Advertising has fascinated me since I studied psychology and sociology in the 70s, especially the areas of behavioural impact of perception, psychological programming and psychological reactance.
Subliminal advertising was the first, but now widely illegal form of advertising (less illegal in the USA where it still crops up from time to time) that made me aware of how to manipulate audiences. Audiences are flashed messages for about 0.003 seconds on e.g. a TV or cinema screen that we can't pick up in our conscious mind but are picked up by our deeper subconscious mind which is why back in the fifties cinema audiences were all desperate to buy a burger, an ice cream or a drink without suspecting they'd been programmed to do it. Obviously they just assumed it was a natural desire.

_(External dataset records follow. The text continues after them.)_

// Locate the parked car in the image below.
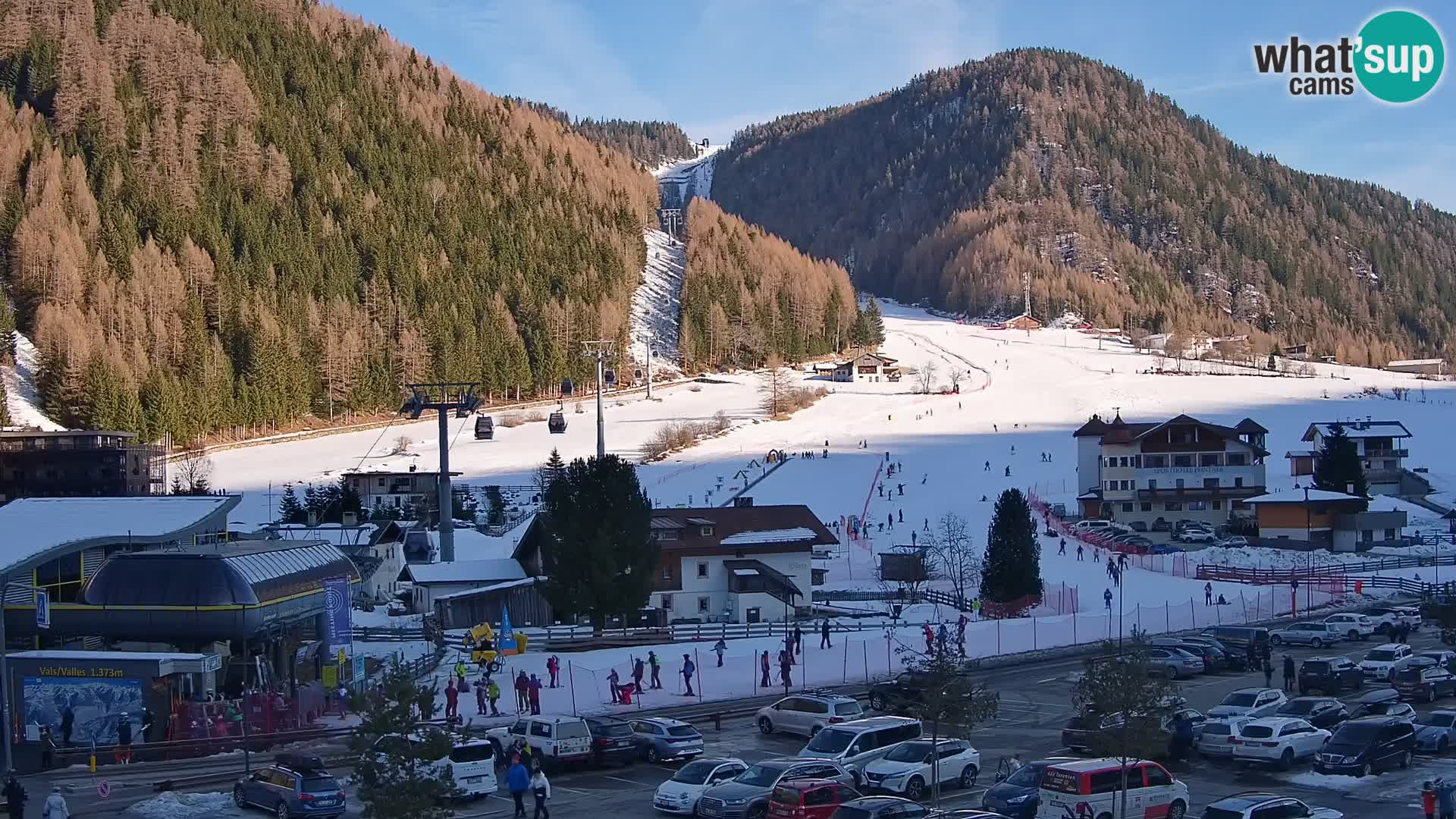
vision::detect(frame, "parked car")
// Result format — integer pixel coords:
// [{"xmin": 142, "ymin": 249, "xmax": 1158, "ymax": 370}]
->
[
  {"xmin": 830, "ymin": 795, "xmax": 930, "ymax": 819},
  {"xmin": 1143, "ymin": 645, "xmax": 1204, "ymax": 679},
  {"xmin": 1391, "ymin": 663, "xmax": 1456, "ymax": 702},
  {"xmin": 233, "ymin": 754, "xmax": 348, "ymax": 819},
  {"xmin": 652, "ymin": 756, "xmax": 748, "ymax": 816},
  {"xmin": 981, "ymin": 756, "xmax": 1076, "ymax": 819},
  {"xmin": 767, "ymin": 780, "xmax": 859, "ymax": 819},
  {"xmin": 799, "ymin": 717, "xmax": 920, "ymax": 784},
  {"xmin": 1298, "ymin": 657, "xmax": 1364, "ymax": 695},
  {"xmin": 1209, "ymin": 688, "xmax": 1287, "ymax": 718},
  {"xmin": 1325, "ymin": 612, "xmax": 1374, "ymax": 640},
  {"xmin": 1315, "ymin": 717, "xmax": 1415, "ymax": 777},
  {"xmin": 1203, "ymin": 792, "xmax": 1344, "ymax": 819},
  {"xmin": 587, "ymin": 717, "xmax": 639, "ymax": 765},
  {"xmin": 1350, "ymin": 688, "xmax": 1415, "ymax": 721},
  {"xmin": 755, "ymin": 692, "xmax": 864, "ymax": 736},
  {"xmin": 1415, "ymin": 710, "xmax": 1456, "ymax": 754},
  {"xmin": 1150, "ymin": 637, "xmax": 1228, "ymax": 673},
  {"xmin": 485, "ymin": 714, "xmax": 592, "ymax": 765},
  {"xmin": 1233, "ymin": 717, "xmax": 1331, "ymax": 771},
  {"xmin": 1360, "ymin": 642, "xmax": 1412, "ymax": 682},
  {"xmin": 1269, "ymin": 621, "xmax": 1345, "ymax": 648},
  {"xmin": 862, "ymin": 739, "xmax": 981, "ymax": 802},
  {"xmin": 630, "ymin": 717, "xmax": 703, "ymax": 762},
  {"xmin": 1274, "ymin": 697, "xmax": 1350, "ymax": 730},
  {"xmin": 698, "ymin": 759, "xmax": 855, "ymax": 819},
  {"xmin": 1192, "ymin": 717, "xmax": 1252, "ymax": 759}
]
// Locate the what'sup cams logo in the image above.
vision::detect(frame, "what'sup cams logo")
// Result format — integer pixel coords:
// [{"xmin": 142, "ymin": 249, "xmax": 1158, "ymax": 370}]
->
[{"xmin": 1254, "ymin": 10, "xmax": 1446, "ymax": 105}]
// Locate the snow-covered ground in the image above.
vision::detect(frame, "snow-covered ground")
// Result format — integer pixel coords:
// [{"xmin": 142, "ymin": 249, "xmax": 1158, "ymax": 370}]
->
[
  {"xmin": 632, "ymin": 229, "xmax": 686, "ymax": 375},
  {"xmin": 0, "ymin": 331, "xmax": 65, "ymax": 431}
]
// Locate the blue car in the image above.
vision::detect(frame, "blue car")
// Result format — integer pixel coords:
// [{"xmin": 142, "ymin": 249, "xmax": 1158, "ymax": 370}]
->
[
  {"xmin": 233, "ymin": 754, "xmax": 348, "ymax": 819},
  {"xmin": 632, "ymin": 717, "xmax": 703, "ymax": 762},
  {"xmin": 981, "ymin": 756, "xmax": 1076, "ymax": 819}
]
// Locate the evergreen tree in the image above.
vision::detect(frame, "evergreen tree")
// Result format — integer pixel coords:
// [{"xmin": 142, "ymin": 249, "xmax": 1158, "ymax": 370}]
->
[
  {"xmin": 1315, "ymin": 422, "xmax": 1369, "ymax": 497},
  {"xmin": 981, "ymin": 488, "xmax": 1041, "ymax": 604},
  {"xmin": 536, "ymin": 447, "xmax": 566, "ymax": 493},
  {"xmin": 278, "ymin": 484, "xmax": 307, "ymax": 523},
  {"xmin": 540, "ymin": 455, "xmax": 658, "ymax": 628},
  {"xmin": 864, "ymin": 299, "xmax": 885, "ymax": 347},
  {"xmin": 351, "ymin": 661, "xmax": 460, "ymax": 819}
]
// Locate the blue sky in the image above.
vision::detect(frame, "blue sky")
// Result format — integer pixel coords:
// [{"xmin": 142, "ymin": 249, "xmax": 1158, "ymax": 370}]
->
[{"xmin": 337, "ymin": 0, "xmax": 1456, "ymax": 212}]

Nowadays, advertising is regulated in most countries a number of areas including false advertising i.e. making false claims about a product which is actually untrue, puffery (not illegal to claim that you e.g. make a better pizza than the competition as it's subjective) editing photos of e.g. people in weight loss adverts to make them look thinner than they are in reality, omitting key information, hidden fees/costs, oversize packaging, misleading health claims, failure to point out risk etc etc but there are still huge problems that need to be addressed.
Two main issues for me are 1) that prosecutions for lying in advertising are few and far between. Usually the people behind them are so rich and powerful (Murdoch for example) that prosecution is simply not affordable and 2) that in the absence of prosecution or penalty advertisers are increasingly publishing/screening outright lies as fact and as their worst possible outcome is being told to remove the ads they still win because the damage has been done and can't be undone.
I banged on about this in the B-word thread so I won't revisit that but given that advertisers now have greater consumer reach, greater ability to "push" adverts and more information about consumers than ever before in history thanks to the internet and especially social media I really hope that society can somehow find a way - and the balls - to get a grip of advertising before our ideas, opinions and lifestyles are completely controlled by the global corporations who employ these techniques to the greatest effect and nowadays to sell a lot more than products and services.
The problem is rooted in ourselves though due to psychological reactance. Reactance is the fear of having our behavioural freedoms limited or curtailed by external forces - effectively removing our freedom of choice - so in a way society tends to tolerate more than it should having our opinions and behaviours manipulated by others because fundamentally, nobody likes to admit they were manipulated even if they recognise it has happened.
And the entire raison d'etre of advertising is to do just that - manipulate us, ideally without us even knowing it has happened.